Adiela glanced over to her waning pile of pepper seeds. It was all she had left until the traders came again next month. Yishai would be furious with her if he discovered she had lost the spices to her silly games. She was a good wife to him, yet she knew she was no match to his sister’s goading when it came to a good game. Adiela had few weaknesses, but her inability to say no to a good game was one of them. Renina knew that and used it as her daily amusement.
Renina cleared her throat, breaking Adiela’s concentration.
“I’ll wager what remains of my seeds,” Adiela said. Her leg shook faster. “And a bag of salt.”
Renina sat back and bit her lip, at last impressed with Adiela’s boldness. “How big of a bag?”
“It’s big enough,” Adiela said, standing firm.
“You really think you have four or less?”
Adiela nodded and took in a deep breath.
Adiela removed her hands, revealing her dice. Renina leaned forward to count the three bone carved cubes, disbelieving the outcome and ignoring the smile that was spreading across Adiela’s lips. Her luck had finally come through: two ones and a single two.
“You must’ve cheated!” Renina huffed out. She was never one to take losing lightly.
“How could I? Your eyes were on me the entire time.”
“You have your ways, I know it.” Renina reached for the pepper seeds just as Adiela gave her a firm slap on the forehead. Renina stood up, grabbed Adiela’s arm and reared back her palm.
“Perhaps the two of you have finally learned the evils of your games.” It was Gadiel whose voice interrupted the fight. She was pretending to read her prayers as she tucked a strand of dark hair behind her small ear. Renina and Adiela glanced her way. “Just because you didn’t wager with money does not make it any less a sin.”

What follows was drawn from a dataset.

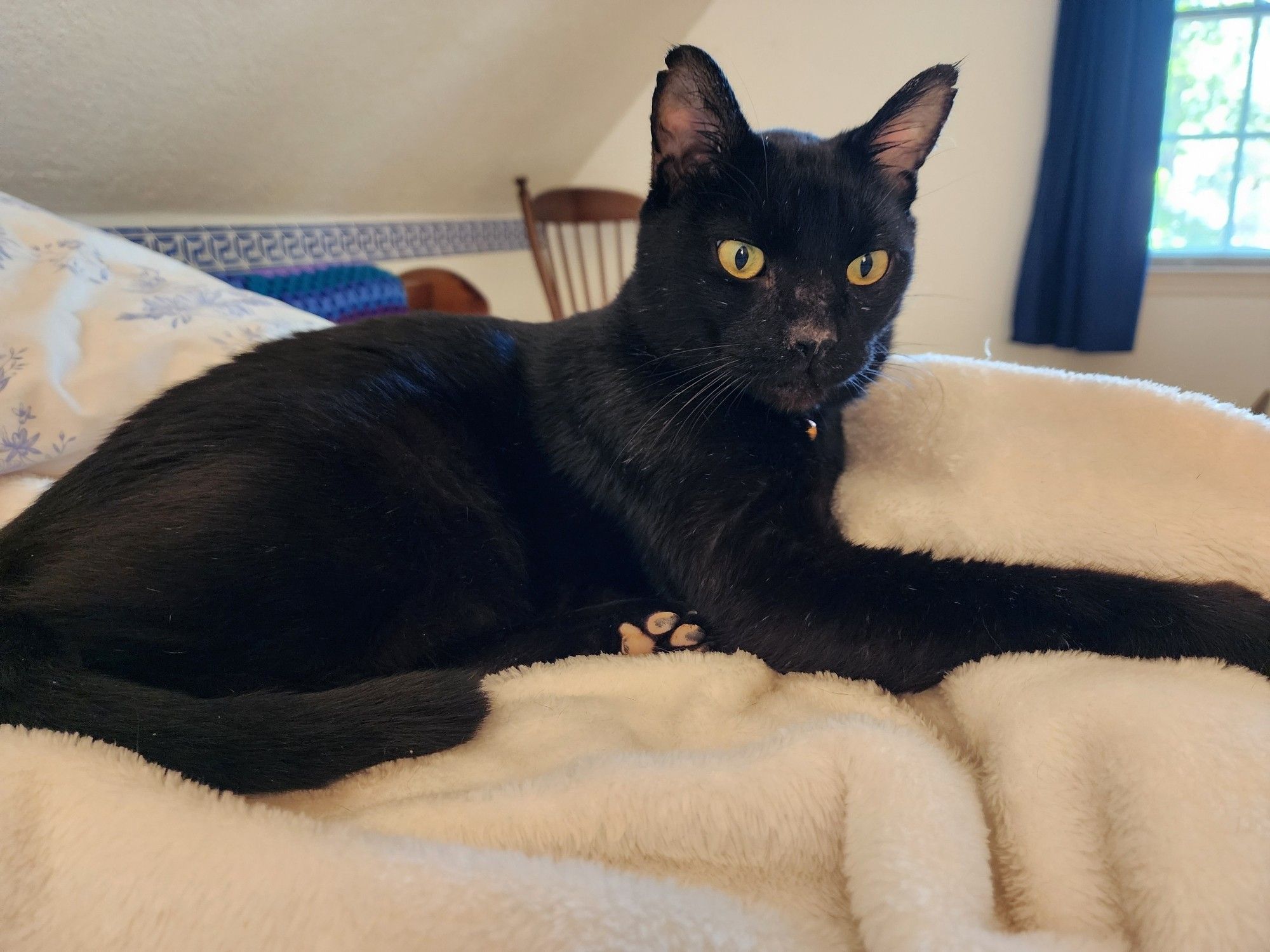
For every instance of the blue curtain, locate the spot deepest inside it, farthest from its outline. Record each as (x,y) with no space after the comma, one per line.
(1086,258)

Renina let go of Adiela’s arm, took a deep breath and sat back down, regaining her composure.
“So much fuss over so few seeds,” Maginah said as she approached the table with a wicked smile across her bronzed, wrinkly face. She leaned down and scooped up a handful before Adiela could protest. “Remember, in the end, your hostess will take half.” Maginah reached out her hand to Ada, who jumped up from her seat and took the seeds from her. “Put them in the stew. When it comes to lamb, the spicier the better.”
Ada returned to the stew. She cracked the seeds open with her fingernails and dropped the seeds in and gave it a good stir. Maginah’s was one of the few dwellings with a hearth inside. Although it was summer, we found the heat inside tolerable. The sun-dried bricks kept us fairly cool, another Egyptian trick, and the tiny beads of sweat upon our brows was a small price to pay to be among friends with the smell of lamb stew surrounding us.
Adiela turned back to the table, crinkled her nose in frustration and stared at her seeds. She knew she didn’t have enough to last the rest of the month. She prayed that Maginah wouldn’t hold the same policy toward her salt.
“Another game?” Renina said, giving Adiela another provoking stare. “I’ve nearly a loom of Syrian cloth. It’s dyed blue. It might look lovely with your eyes.”
Maginah laughed at them then went back to the hearth. She bent down to a basket, set aside the cloth and pulled out a loaf of bread. She tore off a chunk then handed it to Ada, indicating she was given the special task of distributing it to the others. She sat down, picked up her beaker of milk, dipped her bread and began gnawing the corners. When she was halfway done with her small repast, she looked at Gadiel, who appeared awestruck as she stared out the window, her portion of bread held up to her mouth but not touching her lips.
“Gadiel,” she said, clearing her throat at the same time. “You don’t like my bread?”